La Banque d’Angleterre conduit l’ordre d’affaires connues sous le nom de banking dans trois grandes salles qui se touchent et se continuent les unes les autres : la première est le private drawing office (bureau consacré aux affaires des particuliers) ; la seconde est le public drawing office (bureau où se liquident tous les comptes du gouvernement) ; vient ensuite le bill office (bureau où s’escomptent les billets à ordre). Le private drawing office se subdivise de son côté en deux sections, dont l’une est dévolue aux rapports avec les banquiers et l’autre aux rapports avec les cliens : cette dernière est représentée par un comptoir entrecoupé de lettres alphabétiques. Les deux grandes opérations consistent surtout à recevoir l’argent et à payer.
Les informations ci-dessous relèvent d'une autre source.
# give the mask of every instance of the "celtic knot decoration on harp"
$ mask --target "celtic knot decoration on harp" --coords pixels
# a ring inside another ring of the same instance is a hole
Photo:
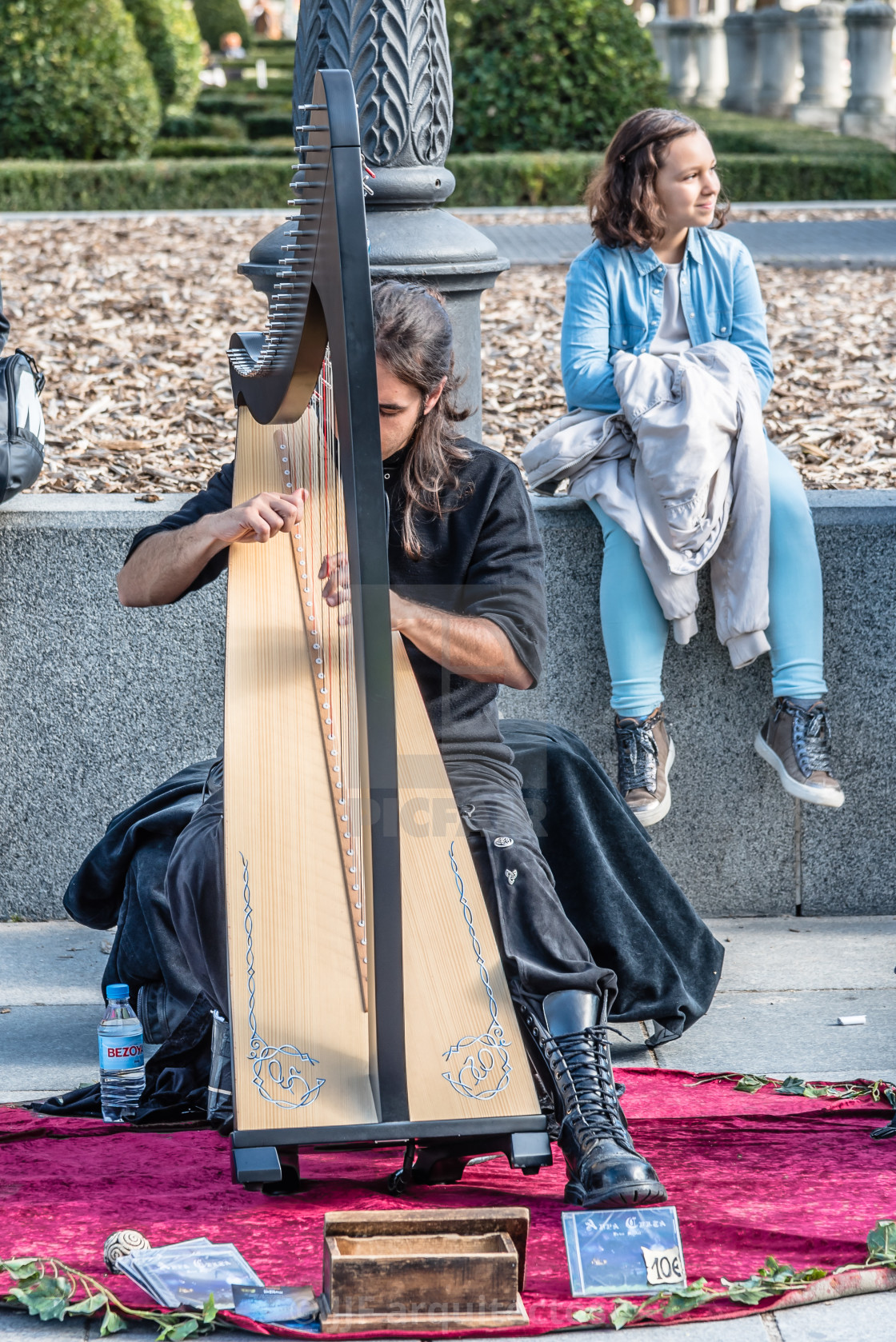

La Banque reçoit l’argent des particuliers sous forme de dépôts. Toute personne présentée par des amis recommandables peut ouvrir un compte courant avec la Banque, pourvu seulement que les conditions soient jugées suffisamment avantageuses. À partir de ce moment, la Banque rend toute sorte de services à ses cliens : elle vend et achète pour eux, touche leurs dividendes, fait leurs paiemens dans presque tous les pays du monde, gère en un mot leurs intérêts d’après les mêmes principes adminis-

  1. Le principe des banques anglaises est que l’argent qui n’est point immédiatement nécessaire à une personne puisse passer par ce canal entre les mains d’une autre qui le fasse fructifier.